Petro è attualmente soggetto a sanzioni statunitensi dopo che l’Ufficio di controllo dei beni esteri del Dipartimento del Tesoro degli Stati Uniti (OFAC) sanzionato lui in ottobre per aver intrapreso, o tentato di intraprendere, “attività o transazioni che hanno materialmente contribuito, o pongono un rischio significativo di contribuire materialmente, alla proliferazione internazionale di droghe illecite o dei loro mezzi di produzione”. L’OFAC ha sanzionato anche la moglie di Petro, Veronica Alcocer, e suo figlio Nicolás Petro Burgos.
Parlando con Telemundo durante il fine settimana, l’avvocato americano Daniel Kovalik, che attualmente rappresenta Petro per la sua inclusione nell’elenco statunitense Specially Designated Nationals (SDN), ha respinto i rapporti pubblicati dai media statunitensi e ha affermato che le indagini non prendono di mira direttamente Petro. Ha sottolineato: “Non esiste alcuna prova; è completamente esente da qualsiasi tipo di corruzione, compreso qualsiasi cosa relativa al traffico di droga”.
“In effetti, ha fatto più di ogni altro presidente nella storia della Colombia per sradicare la produzione di coca, sequestrare la cocaina e combattere la corruzione. Quindi siamo fiduciosi che sarà completamente scagionato”, ha detto Kovalik.
Kovalik ha affermato di farlo Telemundo che il rapporto di Petro con il presidente Donald Trump è “molto buono” e che entrambi i capi di stato hanno parlato al telefono la scorsa settimana in quella che ha descritto come una “conversazione molto positiva”.
“Lo ha detto il presidente Trump [Petro] è il benvenuto negli Stati Uniti in qualsiasi momento”, ha detto Kovalik.
Il figlio di Petro, Nicolás Petro Burgos, è attualmente sottoposto a processo presso un tribunale colombiano con l’accusa di aver preso ingenti somme di denaro dai trafficanti di droga durante la campagna presidenziale del 2022 di suo padre.
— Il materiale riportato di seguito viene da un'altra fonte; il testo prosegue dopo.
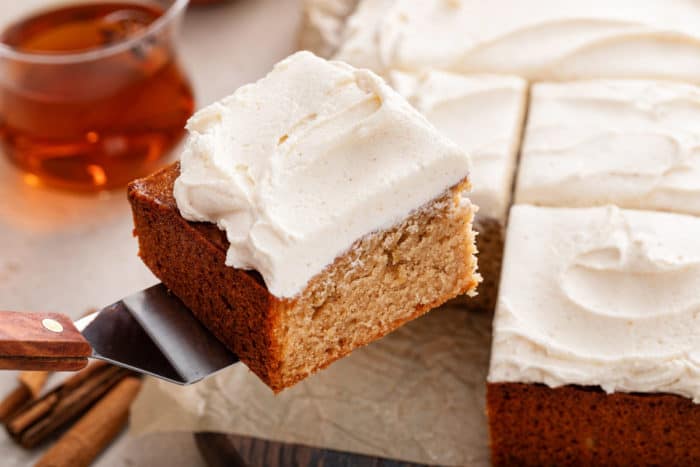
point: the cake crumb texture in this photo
(534, 425)
(384, 280)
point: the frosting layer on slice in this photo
(600, 297)
(483, 114)
(635, 144)
(537, 39)
(299, 165)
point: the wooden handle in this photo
(41, 341)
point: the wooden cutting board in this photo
(222, 450)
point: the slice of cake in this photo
(635, 144)
(596, 339)
(312, 212)
(483, 114)
(322, 25)
(537, 39)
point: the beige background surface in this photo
(68, 253)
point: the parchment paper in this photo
(416, 395)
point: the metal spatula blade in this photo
(152, 332)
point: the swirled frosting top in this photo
(537, 39)
(635, 144)
(483, 114)
(299, 165)
(600, 297)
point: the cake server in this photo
(151, 332)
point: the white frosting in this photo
(483, 114)
(324, 21)
(635, 144)
(600, 297)
(537, 39)
(298, 166)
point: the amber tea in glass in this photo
(91, 94)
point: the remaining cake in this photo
(483, 114)
(341, 214)
(596, 345)
(536, 39)
(635, 144)
(322, 25)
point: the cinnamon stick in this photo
(95, 430)
(34, 381)
(43, 417)
(73, 400)
(16, 399)
(30, 385)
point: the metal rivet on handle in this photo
(52, 325)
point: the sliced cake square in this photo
(311, 213)
(483, 114)
(537, 39)
(633, 143)
(596, 339)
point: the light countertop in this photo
(70, 253)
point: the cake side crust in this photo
(532, 424)
(490, 235)
(189, 259)
(267, 333)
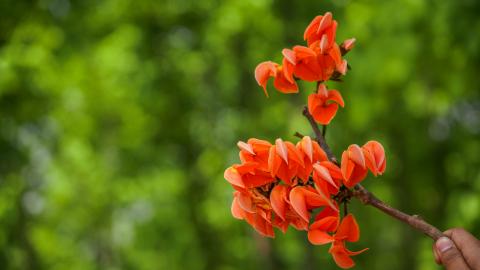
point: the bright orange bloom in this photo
(322, 29)
(285, 214)
(305, 198)
(347, 45)
(346, 231)
(284, 161)
(254, 208)
(255, 151)
(353, 166)
(375, 157)
(312, 153)
(327, 177)
(324, 104)
(268, 69)
(282, 184)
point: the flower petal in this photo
(277, 200)
(282, 150)
(263, 71)
(348, 229)
(298, 203)
(245, 147)
(233, 177)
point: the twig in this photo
(367, 198)
(318, 136)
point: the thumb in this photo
(449, 255)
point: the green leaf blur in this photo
(118, 118)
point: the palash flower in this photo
(346, 231)
(312, 153)
(284, 161)
(374, 157)
(323, 105)
(282, 184)
(354, 168)
(317, 61)
(268, 69)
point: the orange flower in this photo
(268, 69)
(347, 45)
(305, 198)
(324, 104)
(327, 177)
(255, 151)
(254, 208)
(323, 29)
(284, 161)
(375, 157)
(348, 230)
(353, 166)
(312, 153)
(285, 214)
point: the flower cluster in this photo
(277, 185)
(319, 61)
(281, 184)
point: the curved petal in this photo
(348, 229)
(307, 147)
(327, 224)
(282, 150)
(277, 200)
(263, 71)
(245, 147)
(237, 211)
(298, 203)
(334, 95)
(318, 237)
(343, 260)
(355, 154)
(322, 173)
(282, 84)
(324, 115)
(290, 56)
(294, 154)
(312, 27)
(325, 22)
(245, 202)
(233, 177)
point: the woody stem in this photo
(368, 198)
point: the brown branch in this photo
(318, 136)
(367, 198)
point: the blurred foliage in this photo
(117, 119)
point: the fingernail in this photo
(443, 244)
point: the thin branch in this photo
(367, 198)
(318, 136)
(415, 221)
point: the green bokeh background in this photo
(118, 118)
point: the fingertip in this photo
(436, 255)
(443, 244)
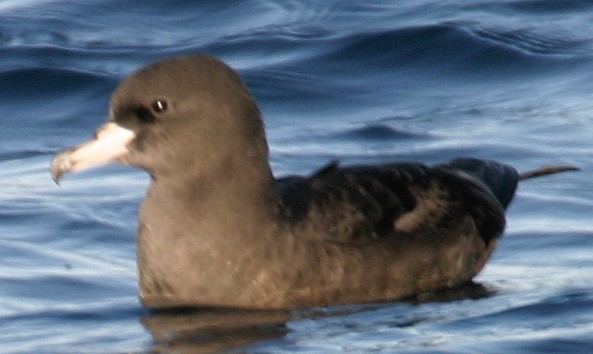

Il processo, che ufficialmente ripreso a fine febbraio, Petro Burgos è accusato di riciclaggio di denaro e arricchimento illecito di pubblico ufficiale. Nel mese di ottobre, Petro Burgos ammesso che ha preso i soldi, ma ha sostenuto che si è trattato di un “errore” e non di un crimine.
Petro ha incontrato Trump presto alla Casa Bianca Febbraioun incontro che ha fatto seguito a un anno di accuse e ostilità portate avanti da Petro contro Trump – in particolare, l’incontro è stato organizzato dopo che Trump aveva parlato al telefono con Petro a gennaio, pochi minuti prima che il presidente colombiano fosse previsto pronunciare un discorso anti-Trump durante una manifestazione a Bogotà, cosa che ha spinto Petro a modificare il contenuto del suo discorso.